Она сняла очки – модная оправа от Роберто Кавалли, покупали в Риме – и легонько помассировала виски и уголки глаз.
Потом долго протирала стёкла и, наконец, спросила:
– Почему не пьешь? Остынет. – Она не переваривала теплый капучино, всегда просила принести "погорячее".
Привычно развернула крошечный квадратик молочного шоколада , осторожно опустила в чашку. Называла это "побаловать себя". Он знал наизусть ее многие привычки из той, прежней жизни и новые, появившиеся уже здесь.Они были вместе уже так давно.
– Знаешь, Лера, – начал он,не притронувшись к кофе.
– Знаю, – немедленно откликнулась она. – Давно.
Он опешил.
– Да, – продолжала она.– Ты хочешь спросить, почему молчала? Ну, во-первых, ждала, чтобы дети закончили школу, потом – чтобы вернулись из армии. Я не имела права так поступать с ними, вешать на них наши проблемы, пока они там…Она неопределенно взмахнула рукой. – Ты же знаешь, какой Ленчик, ну, а Давидка – вообще…
Да, он знал своих детей, знал, каким ударом будет для них это известие.
– Вот и хотела потянуть ещё немного. Но сейчас я поняла – нельзя жить во лжи, – она пригубила остывший кофе, поморщилась и повторила четко и раздельно:
– Нельзя жить во лжи. Я объясню им все сама.
В машине они молчали. Так и ехали час с лишним в абсолютной тишине.
Он выгрузил ее чемодан из багажника, предложил проводить до двери, но она отказалась.
– Четыре колеса – сами едут, сами правят, сами к бабушке доставят.
Он сам покупал ей этот чемодан, лёгкий, красивый, вишнёвого цвета с матовой черной окантовкой – специально для конференций, чтобы ей было легче, когда его нет рядом.
– Ладно, пока, – она легко помахала рукой. – Встретимся у адвоката. Я думаю, что проблем у нас не будет. Завтра я подаю на развод. Скажем на суде, что не сошлись характерами.
Он не помнит, как доехал домой – в этот жуткий район южного Тель-Авива, в эту убогую квартирку, в которой хозяин давно обещал побелить стены, сменить трисы и починить кран на кухне. Это был сумасшедший контраст с той квартирой, в которой он жил уже больше трёх лет. Но ему было хорошо там, где была Лиз. Тепло и уютно. Когда душа не рвалась никуда,а просто чувствовала себя дома, словно укрытая чем-то тончайшим, невесомым и необыкновенно теплым.У его мамы был когда-то такой ажурный пуховый белоснежный платок, который назывался "паутинка".Практически невесомый,с лёгкостью проходящий через кольцо,он приятно согревал плечи.

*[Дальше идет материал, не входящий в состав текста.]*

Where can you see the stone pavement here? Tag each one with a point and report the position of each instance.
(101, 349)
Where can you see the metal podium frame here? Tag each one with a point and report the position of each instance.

Лиз тоже согревала – легко и невесомо – одним своим присутствием.
Вот и сейчас – она ничего не спросила, почему он припозднился после работы, лишь кивнула, как обычно:
–Ты в порядке?
Да, он был в порядке.
Глава третья
И полетели дни и ночи, ночи и дни.
К середине лета они переехали в приличную 3-хкомнатную квартирку с лифтом и стоянкой. Правда, на последнем этаже, но с кондиционером. Без вида на море, но в нормальном районе, с нормативными соседями, не лезущими в душу и не набивающимися в друзья,не жгущими костры на лестничных площадках, не ломающими почтовые ящики, исправно платящими взносы в домовой комитет. Шесть этажей, стоянка, опрятная лужайка вокруг дома, а самое главное – очень тихая и спокойная улочка в центре это белого, в чём-то безумного, но такого любимого города, пахнущего кофе, морем и каникулами.
Макс, возвращался в конце недели, и они его почти не видели. Мальчик-подросток, с которым ему удалось подружиться когда-то, превратился в огромного, заросшего щетиной парня, немного флегматичного, не задающего лишних вопросов и никак не прореагировавшего на факт их объединения. Ему оставалось совсем немного до выхода из армии, и он собирался поступать в колледж в провинциальном городишке на юге страны. Он сам принимал решения, ни с кем особо не советуясь – мальчик, выросший без отца и так быстро ставший взрослым и самостоятельным.